Focus: Advanced data manipulation with Pandas, writing and optimizing multi table SQL queries, enforcing relational integrity across datasets, and translating domain knowledge into predictive logic. Additional emphasis was placed on reproducibility, debugging simulation bias, and iteratively refining assumptions to produce stable and interpretable results.

Data Analysis

EDA that connects data patterns to real behavioral trends to solve problems.

Ella Rises — STEAM Engagement & Outcomes EDA

Python • Pandas • EDA • Nonprofit Analytics • Presentation Skills

Context: Ella Rises is a nonprofit focused on increasing participation, graduation, and hiring of Latin American women in STEAM (STEM + Arts) fields. The goal of this analysis was to identify which factors most strongly influence academic and career outcomes (the company's KPIs) and which do not.

Problem: The organization tracked demographics, donations, milestones, surveys, and event attendance, but lacked clarity on what actually drives STEAM degree completion and STEAM job placement.

What I did: I conducted an end-to-end exploratory data analysis in Python (Pandas, Seaborn, SciPy), cleaning and joining multi-table program data to evaluate relationships between demographics, engagement, milestones, and outcomes. I used statistical tests (t-tests, ANOVA, chi-square, correlation) to separate meaningful signals from noise.

Key Insight: Demographic and background variables (age, city, donations, milestone type) showed no meaningful statistical relationship to degree completion or job outcomes. In contrast, engagement,especially attendance at STEAM-focused events, was strongly associated with both STEAM degree completion and STEAM job placement. General attendance mattered somewhat, but non-STEAM event attendance showed no comparable effect.

Impact: The findings suggest that targeted STEAM exposure drives outcomes more than demographics. This supports prioritizing structured STEAM programming, increasing repeat engagement, and designing pathways that keep participants consistently involved to improve long-term academic and career success. This led me to assist a team to deploy a web app solution to improve event engagement.

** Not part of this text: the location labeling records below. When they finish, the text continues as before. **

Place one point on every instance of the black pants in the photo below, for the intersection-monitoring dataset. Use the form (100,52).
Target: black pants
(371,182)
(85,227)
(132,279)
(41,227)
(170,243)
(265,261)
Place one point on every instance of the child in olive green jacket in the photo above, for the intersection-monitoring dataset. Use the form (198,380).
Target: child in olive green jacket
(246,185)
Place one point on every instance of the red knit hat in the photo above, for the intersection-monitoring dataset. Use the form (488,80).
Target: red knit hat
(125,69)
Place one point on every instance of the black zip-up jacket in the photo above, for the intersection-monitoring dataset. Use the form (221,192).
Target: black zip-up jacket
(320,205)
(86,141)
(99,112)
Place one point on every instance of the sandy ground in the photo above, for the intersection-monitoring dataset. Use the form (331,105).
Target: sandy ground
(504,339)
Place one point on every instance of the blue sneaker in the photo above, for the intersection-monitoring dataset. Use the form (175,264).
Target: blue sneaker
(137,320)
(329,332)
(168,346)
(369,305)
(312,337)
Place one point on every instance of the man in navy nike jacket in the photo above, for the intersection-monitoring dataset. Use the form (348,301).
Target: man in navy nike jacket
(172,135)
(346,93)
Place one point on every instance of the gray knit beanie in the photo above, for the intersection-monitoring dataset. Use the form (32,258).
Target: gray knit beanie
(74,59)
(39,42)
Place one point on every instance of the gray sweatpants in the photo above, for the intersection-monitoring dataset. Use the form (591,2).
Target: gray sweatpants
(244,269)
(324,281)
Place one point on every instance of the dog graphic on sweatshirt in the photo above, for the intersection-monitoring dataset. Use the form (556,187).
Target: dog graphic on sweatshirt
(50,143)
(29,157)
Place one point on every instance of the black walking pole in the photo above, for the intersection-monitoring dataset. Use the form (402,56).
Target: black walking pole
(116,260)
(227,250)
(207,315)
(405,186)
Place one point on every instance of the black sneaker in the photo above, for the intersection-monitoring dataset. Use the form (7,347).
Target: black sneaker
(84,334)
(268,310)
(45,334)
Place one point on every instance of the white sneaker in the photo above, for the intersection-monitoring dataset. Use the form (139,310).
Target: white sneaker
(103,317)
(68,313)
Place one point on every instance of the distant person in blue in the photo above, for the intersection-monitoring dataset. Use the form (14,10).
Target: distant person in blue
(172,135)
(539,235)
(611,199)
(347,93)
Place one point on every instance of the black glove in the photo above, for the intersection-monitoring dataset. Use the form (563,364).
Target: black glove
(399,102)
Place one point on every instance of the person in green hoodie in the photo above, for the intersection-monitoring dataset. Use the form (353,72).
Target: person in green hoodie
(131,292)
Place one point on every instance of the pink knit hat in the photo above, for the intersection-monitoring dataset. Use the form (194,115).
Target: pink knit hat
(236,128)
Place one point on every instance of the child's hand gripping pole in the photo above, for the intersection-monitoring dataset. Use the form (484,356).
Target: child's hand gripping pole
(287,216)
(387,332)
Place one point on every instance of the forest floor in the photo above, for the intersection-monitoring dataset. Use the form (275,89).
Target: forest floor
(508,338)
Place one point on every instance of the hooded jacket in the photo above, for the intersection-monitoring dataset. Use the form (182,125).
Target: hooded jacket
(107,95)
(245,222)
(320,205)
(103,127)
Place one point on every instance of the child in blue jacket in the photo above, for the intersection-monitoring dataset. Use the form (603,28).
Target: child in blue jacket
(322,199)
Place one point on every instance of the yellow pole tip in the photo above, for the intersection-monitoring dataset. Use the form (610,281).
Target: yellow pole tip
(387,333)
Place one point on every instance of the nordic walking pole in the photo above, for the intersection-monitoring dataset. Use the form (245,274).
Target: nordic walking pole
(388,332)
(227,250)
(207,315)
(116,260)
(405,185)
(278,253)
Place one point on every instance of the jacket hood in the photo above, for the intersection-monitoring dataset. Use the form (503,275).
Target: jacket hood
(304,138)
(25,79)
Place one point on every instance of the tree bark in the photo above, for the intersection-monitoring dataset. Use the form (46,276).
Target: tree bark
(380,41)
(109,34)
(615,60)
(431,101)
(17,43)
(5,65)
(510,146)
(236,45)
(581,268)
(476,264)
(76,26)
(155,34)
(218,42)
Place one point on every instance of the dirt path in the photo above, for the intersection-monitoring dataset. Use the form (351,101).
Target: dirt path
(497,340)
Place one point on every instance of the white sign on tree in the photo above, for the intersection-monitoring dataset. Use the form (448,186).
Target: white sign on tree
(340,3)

Ames Housing Market — Residential Real Estate Price Drivers EDA

Python • Pandas • EDA

Context: Ames, Iowa, serves as a primary case study for understanding housing market dynamics. Acting as a data analyst for a real estate firm, I investigated eight key factors influencing home valuations to provide data-driven insights for property investment and pricing strategies.

Problem: Needed to understand which specific features (such as neighborhood regions, garage types, material quality, etc.) statistically correlate with higher sale prices and exactly how much value these individual components add to a listing.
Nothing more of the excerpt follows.